Institute for Medical Biometry and Bioinformatics, Medical Faculty, Heinrich Heine University Düsseldorf, Düsseldorf, Germany.
Nat Biotechnol. 2024 Apr;42(4):663-673. doi: 10.1038/s41587-023-01793-w. Epub 2023 May 10.
Pangenome references address biases of reference genomes by storing a representative set of diverse haplotypes and their alignment, usually as a graph. Alternate alleles determined by variant callers can be used to construct pangenome graphs, but advances in long-read sequencing are leading to widely available, high-quality phased assemblies. Constructing a pangenome graph directly from assemblies, as opposed to variant calls, leverages the graph's ability to represent variation at different scales. Here we present the Minigraph-Cactus pangenome pipeline, which creates pangenomes directly from whole-genome alignments, and demonstrate its ability to scale to 90 human haplotypes from the Human Pangenome Reference Consortium. The method builds graphs containing all forms of genetic variation while allowing use of current mapping and genotyping tools. We measure the effect of the quality and completeness of reference genomes used for analysis within the pangenomes and show that using the CHM13 reference from the Telomere-to-Telomere Consortium improves the accuracy of our methods. We also demonstrate construction of a Drosophila melanogaster pangenome.

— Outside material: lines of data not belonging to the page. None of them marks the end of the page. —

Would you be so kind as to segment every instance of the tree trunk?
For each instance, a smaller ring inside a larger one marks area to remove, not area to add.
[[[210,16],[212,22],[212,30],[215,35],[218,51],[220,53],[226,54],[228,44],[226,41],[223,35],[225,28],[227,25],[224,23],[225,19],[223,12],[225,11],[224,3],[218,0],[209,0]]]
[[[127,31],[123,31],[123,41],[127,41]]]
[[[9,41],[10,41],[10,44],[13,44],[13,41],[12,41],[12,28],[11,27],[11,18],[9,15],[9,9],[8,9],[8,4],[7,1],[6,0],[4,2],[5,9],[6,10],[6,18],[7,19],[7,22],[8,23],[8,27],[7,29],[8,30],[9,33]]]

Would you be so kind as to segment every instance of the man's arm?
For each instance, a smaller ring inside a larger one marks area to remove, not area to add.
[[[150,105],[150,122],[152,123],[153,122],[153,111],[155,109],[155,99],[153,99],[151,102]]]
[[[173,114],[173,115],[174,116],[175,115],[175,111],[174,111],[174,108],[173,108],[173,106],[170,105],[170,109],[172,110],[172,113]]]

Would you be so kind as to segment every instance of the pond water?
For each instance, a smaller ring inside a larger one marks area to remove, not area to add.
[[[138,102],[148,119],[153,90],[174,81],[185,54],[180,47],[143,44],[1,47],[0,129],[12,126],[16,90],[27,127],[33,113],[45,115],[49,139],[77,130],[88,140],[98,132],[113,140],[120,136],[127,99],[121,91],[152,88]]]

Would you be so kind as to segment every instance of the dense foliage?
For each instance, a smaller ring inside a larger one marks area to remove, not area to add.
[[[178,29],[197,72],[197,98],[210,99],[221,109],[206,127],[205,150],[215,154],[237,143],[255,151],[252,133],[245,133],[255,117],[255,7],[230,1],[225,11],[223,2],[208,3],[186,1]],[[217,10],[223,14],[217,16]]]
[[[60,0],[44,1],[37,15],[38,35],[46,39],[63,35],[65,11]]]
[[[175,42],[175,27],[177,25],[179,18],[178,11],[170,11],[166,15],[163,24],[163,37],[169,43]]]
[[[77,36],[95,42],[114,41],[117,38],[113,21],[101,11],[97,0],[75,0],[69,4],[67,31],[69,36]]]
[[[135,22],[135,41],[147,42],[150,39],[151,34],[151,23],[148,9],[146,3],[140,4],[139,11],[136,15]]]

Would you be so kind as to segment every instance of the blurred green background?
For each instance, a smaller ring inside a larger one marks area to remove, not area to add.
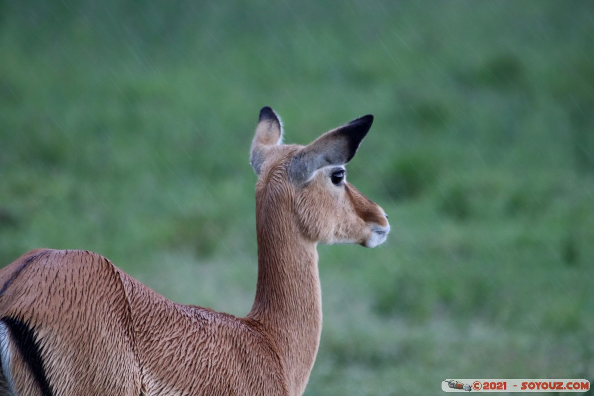
[[[0,262],[106,256],[249,311],[263,106],[307,143],[375,122],[349,180],[384,245],[320,246],[307,395],[594,379],[594,3],[0,2]]]

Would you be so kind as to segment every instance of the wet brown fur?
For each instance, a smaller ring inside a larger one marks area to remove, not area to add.
[[[51,394],[303,392],[321,331],[317,244],[365,244],[371,225],[387,221],[375,204],[346,183],[334,188],[321,170],[289,182],[304,147],[277,144],[276,123],[261,119],[252,145],[258,273],[245,318],[172,302],[87,251],[33,251],[0,270],[0,318],[31,330]],[[17,338],[8,337],[14,386],[20,395],[41,395]],[[0,395],[10,394],[2,390],[5,377]]]

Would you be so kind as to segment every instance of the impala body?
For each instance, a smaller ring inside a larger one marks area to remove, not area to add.
[[[0,395],[301,395],[321,331],[318,243],[374,247],[387,216],[346,180],[373,118],[307,146],[264,107],[252,143],[258,281],[245,318],[178,304],[107,259],[37,249],[0,270]]]

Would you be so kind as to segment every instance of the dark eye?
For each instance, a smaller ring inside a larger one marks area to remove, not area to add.
[[[330,175],[330,180],[332,182],[332,184],[335,186],[339,186],[342,183],[342,180],[345,179],[345,171],[342,169],[340,170],[337,170],[336,172],[332,173]]]

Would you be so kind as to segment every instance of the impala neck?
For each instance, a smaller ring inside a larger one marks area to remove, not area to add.
[[[261,324],[271,337],[289,389],[301,394],[321,332],[318,252],[315,243],[301,236],[290,207],[262,204],[257,197],[258,284],[248,317]]]

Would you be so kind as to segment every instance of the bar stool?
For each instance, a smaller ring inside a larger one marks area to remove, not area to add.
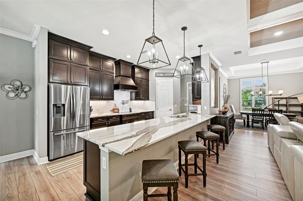
[[[204,143],[203,145],[204,147],[206,146],[206,140],[208,141],[208,147],[207,147],[207,150],[208,150],[208,154],[206,154],[206,156],[208,156],[209,157],[210,157],[211,156],[216,156],[217,163],[219,163],[219,141],[220,140],[220,136],[210,131],[205,130],[196,132],[196,136],[197,137],[197,142],[199,142],[199,138],[203,140]],[[215,140],[217,143],[217,146],[216,146],[216,152],[215,152],[210,148],[210,142],[211,141],[212,143],[213,143],[214,140]],[[211,154],[211,151],[214,153]],[[199,154],[198,154],[197,158],[198,157]]]
[[[181,170],[184,173],[185,177],[185,187],[188,186],[188,176],[203,175],[203,186],[206,185],[206,148],[202,144],[194,140],[185,140],[178,142],[179,147],[179,176],[181,176]],[[182,164],[181,162],[181,150],[184,153],[185,156],[185,164]],[[198,166],[197,162],[197,156],[199,153],[203,155],[203,170]],[[188,154],[193,154],[195,155],[195,161],[193,163],[188,163]],[[188,174],[188,166],[195,166],[195,173]],[[185,166],[185,170],[182,166]],[[201,173],[197,173],[197,169],[201,171]]]
[[[174,201],[178,201],[177,192],[179,175],[170,159],[145,160],[142,162],[143,200],[148,201],[152,197],[167,197],[171,201],[171,186],[173,189]],[[148,195],[148,187],[167,187],[167,193]]]
[[[215,133],[216,131],[219,132],[219,134],[220,135],[220,138],[222,137],[222,139],[220,140],[219,141],[219,146],[220,146],[220,143],[222,143],[223,144],[223,150],[225,150],[225,127],[222,126],[221,125],[218,125],[216,124],[211,124],[207,125],[207,130],[208,131],[211,131],[213,133]],[[222,132],[222,135],[221,136],[220,133]],[[211,142],[211,148],[212,149],[214,149],[214,142]]]

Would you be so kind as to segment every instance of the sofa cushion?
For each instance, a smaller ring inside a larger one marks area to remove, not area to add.
[[[291,128],[294,131],[296,136],[303,142],[303,124],[297,122],[291,121],[288,123]]]
[[[287,117],[285,115],[278,113],[275,113],[274,114],[274,116],[276,118],[276,120],[278,122],[278,123],[280,125],[287,125],[289,122],[289,120]]]

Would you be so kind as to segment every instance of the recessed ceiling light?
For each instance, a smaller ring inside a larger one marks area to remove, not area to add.
[[[109,32],[107,30],[103,30],[102,31],[102,33],[105,35],[108,35],[109,34]]]
[[[283,31],[277,31],[274,34],[274,35],[275,36],[278,36],[279,35],[281,35],[283,33]]]

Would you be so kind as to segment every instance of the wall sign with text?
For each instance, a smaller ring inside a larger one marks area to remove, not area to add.
[[[156,73],[156,77],[173,77],[174,74],[172,73]]]

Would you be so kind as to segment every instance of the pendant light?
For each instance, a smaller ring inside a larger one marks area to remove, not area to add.
[[[196,71],[195,72],[195,77],[192,78],[192,82],[197,84],[208,82],[205,70],[201,65],[201,61],[202,59],[201,56],[201,48],[203,46],[203,45],[198,45],[198,47],[200,48],[200,64],[199,68],[197,69],[196,68]]]
[[[276,93],[276,94],[273,94],[273,91],[271,90],[271,87],[268,88],[268,94],[263,94],[263,92],[262,91],[263,91],[263,64],[266,64],[267,67],[267,86],[269,85],[269,78],[268,78],[268,64],[269,63],[269,61],[267,61],[266,62],[263,62],[261,63],[261,68],[262,68],[262,81],[261,81],[261,85],[262,85],[262,88],[260,88],[260,90],[259,90],[259,91],[258,92],[258,94],[255,95],[254,94],[254,92],[252,91],[251,92],[251,94],[253,96],[281,96],[282,94],[283,94],[283,90],[279,90],[278,91],[278,93],[277,93],[276,91],[275,90],[275,89],[273,88],[273,89],[274,91],[275,91],[275,93]]]
[[[155,0],[152,5],[152,34],[145,39],[137,63],[137,65],[151,69],[171,65],[162,40],[155,34]]]
[[[178,78],[188,78],[194,76],[192,74],[192,73],[194,71],[190,59],[185,56],[185,31],[187,29],[187,28],[186,27],[181,28],[181,30],[183,31],[183,56],[178,59],[178,62],[174,72],[174,77]],[[180,73],[178,72],[179,71]]]

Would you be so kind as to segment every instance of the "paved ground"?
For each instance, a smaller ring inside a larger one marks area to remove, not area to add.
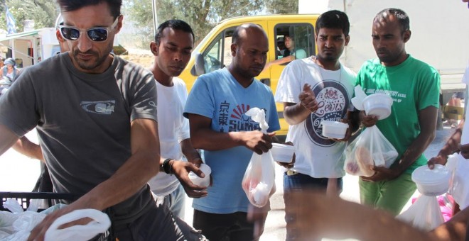
[[[434,156],[444,145],[453,129],[444,128],[438,130],[436,137],[425,152],[427,157]],[[27,136],[37,141],[34,131]],[[39,163],[9,150],[0,157],[0,191],[30,191],[39,175]],[[285,222],[284,220],[284,201],[282,174],[279,167],[276,167],[276,192],[271,198],[271,211],[267,216],[265,231],[261,237],[262,241],[276,241],[285,240]],[[344,178],[344,191],[341,196],[347,200],[358,202],[357,178],[346,176]],[[186,201],[185,220],[192,223],[192,200]],[[409,203],[408,204],[409,205]],[[404,210],[406,208],[404,208]]]

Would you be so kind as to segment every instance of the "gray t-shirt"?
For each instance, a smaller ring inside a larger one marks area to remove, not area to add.
[[[106,72],[90,74],[61,54],[26,69],[16,82],[0,98],[0,123],[18,136],[37,128],[59,193],[83,195],[109,179],[131,155],[131,121],[157,120],[153,74],[117,56]],[[150,204],[142,187],[114,207],[114,219],[131,221]]]

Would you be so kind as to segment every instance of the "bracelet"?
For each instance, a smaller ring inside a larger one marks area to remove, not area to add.
[[[162,165],[163,170],[164,171],[165,173],[166,173],[168,174],[170,174],[170,172],[171,172],[171,167],[168,165],[169,162],[171,160],[172,160],[172,159],[168,158],[168,159],[165,159],[164,162],[163,162],[163,165]]]
[[[172,175],[172,174],[173,174],[173,172],[171,172],[171,167],[173,167],[173,164],[174,164],[174,162],[176,162],[176,161],[175,161],[175,160],[173,160],[173,162],[171,162],[171,163],[169,164],[169,173],[168,173],[168,174],[170,174],[170,175]]]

泛基因组参考通过存储一组具有代表性的多样化单倍型及其比对,通常以图的形式,解决了参考基因组的偏差。变体调用器确定的替代等位基因可用于构建泛基因组图谱,但长读测序的进步正在导致广泛可用的高质量相组装。与从变体调用相反,直接从组装构建泛基因组图谱利用了图谱在不同尺度上表示变异的能力。在这里,我们提出了 Minigraph-Cactus 泛基因组管道,该管道直接从全基因组比对创建泛基因组,并展示了其对来自人类泛基因组参考联盟的 90 个人类单倍型的扩展能力。该方法构建了包含所有形式遗传变异的图谱,同时允许使用当前的映射和基因分型工具。我们测量了在泛基因组中用于分析的参考基因组的质量和完整性的影响,并表明使用端粒到端粒联盟的 CHM13 参考可以提高我们方法的准确性。我们还展示了黑腹果蝇泛基因组的构建。